Would the net force be: (9.6 x 10^-21 N) + (-8 x 10^-20 N) = -7.04 x 10^-20 N ..?

Thanks again

 

[alphysicist]

Hello alphysicist, thanks for replying.



I'm a little confused here, I thought:
+z axis = out of screen
+x axis = B
-y axis = v

But if the force is either North or South, since the velocity is going south, wouldn't it be north?

This answer is correct, but it seems like you might be misunderstanding. The velocity is not to the south, it is vertically downwards. The force is perpendicular to both the velocity and the magnetic field (which narrows the choices down to two directions) and the right hand rule picks which one of those directions is correct.

E = F/q --> F = Eq --> (1.00 x 10^-2 V/m)(-8 x 10^-18 C) = -8 x 10^-20 N

That looks right (but I think you want to write it explicitly as a magnitude and direction).

Would the net force be: (9.6 x 10^-21 N) + (-8 x 10^-20 N) = -7.04 x 10^-20 N ..?

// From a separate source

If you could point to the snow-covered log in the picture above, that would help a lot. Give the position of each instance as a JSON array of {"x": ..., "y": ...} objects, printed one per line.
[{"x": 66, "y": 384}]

That looks right (but it is not quite in the form of a magnitude yet).

Thanks again

 

[quik]

This answer is correct, but it seems like you might be misunderstanding. The velocity is not to the south, it is vertically downwards. The force is perpendicular to both the velocity and the magnetic field (which narrows the choices down to two directions) and the right hand rule picks which one of those directions is correct.

Magnitude: 9.6 x 10^-21 N
Direction: North

That looks right (but I think you want to write it explicitly as a magnitude and direction).

Magnitude: -8 x 10^-20 N
Direction: South

That looks right (but it is not quite in the form of a magnitude yet).

[/QUOTE]

Magnitude: 7.04 x 10^-20 N
Direction: South

 

[alphysicist]

Magnitude: 9.6 x 10^-21 N
Direction: North



Magnitude: -8 x 10^-20 N
Direction: South




Magnitude: 7.04 x 10^-20 N
Direction: South

Magnitudes cannot be negative, but once you fix that everything looks right to me.